- Texte visé : Texte de la commission sur le projet de loi, après engagement de la procédure accélérée, d’urgence pour la protection et la souveraineté agricoles (n°2632)., n° 2765-A0
- Stade de lecture : 1ère lecture (1ère assemblée saisie)
- Examiné par : Assemblée nationale (séance publique)
Sous réserve de son traitement par les services de l'Assemblée nationale et de sa recevabilité
Après l’alinéa 8, insérer l’alinéa suivant :
« 7° Les conditions dans lesquelles les autorisations environnementales ne peuvent être délivrées pour les élevages de saumons dont la totalité du grossissement est prévue dans des installations aquacoles à circuit fermé, pour une durée de dix ans à compter de la publication de l’ordonnance. »
Cet amendement s'inscrit dans la continuité d’une mesure adoptée par la commission des affaires économiques lors de l’examen de la proposition de loi « visant à lever les contraintes à l'exercice du métier d'agriculteur » qui vise à instaurer un moratoire de 10 ans sur le développement de projets de fermes-usines de saumons.
En France, des projets d’élevage en RAS (Recirculating Aquaculture Systems ou Système d’Aquaculture en Recirculation en français) se développent. Ils consistent à maintenir les saumons dans des bassins situés en pleine terre de la naissance à l’abattage.

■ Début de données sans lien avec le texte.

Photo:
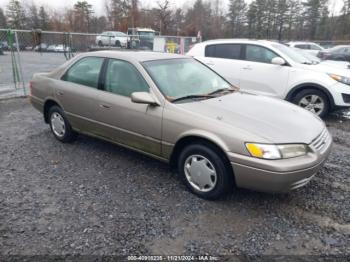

Cette technique industrielle d’élevage n’est pourtant pas encore maîtrisée et présente des risques majeurs, notamment pour l’aquaculture et la pêche locales. Au-delà de la concurrence directe aux producteurs locaux, ces projets menacent la qualité de l’eau, dont dépendent les exploitations aquacoles et la pêche. L’évacuation de quantités importantes de rejets dans le milieu naturel menace ainsi directement les exploitations situées à proximité. Dans l’estuaire de Gironde, le projet Pure Salmon, visant à produire 10 000 tonnes de saumons par an, est situé en pleine zone ostréicole, suscitant de vives inquiétudes chez les producteurs.
Les risques pour les écosystèmes et la biodiversité sont également nombreux et susceptibles de dégrader la production agricole : pression sur la ressource en eau, risques de pollutions, artificialisation de sites sensibles. Une telle fuite en avant industrielle va à l’encontre du principe de précaution.
Par conséquent, cet amendement, inspiré de la proposition de loi de Damien Girard et Anne Stambach-Terrenoir, prévoit de mettre en place un moratoire sur les installations aquacoles destinées à la consommation qui réalisent la totalité du grossissement des saumons dans un système de recirculation à circuit fermé.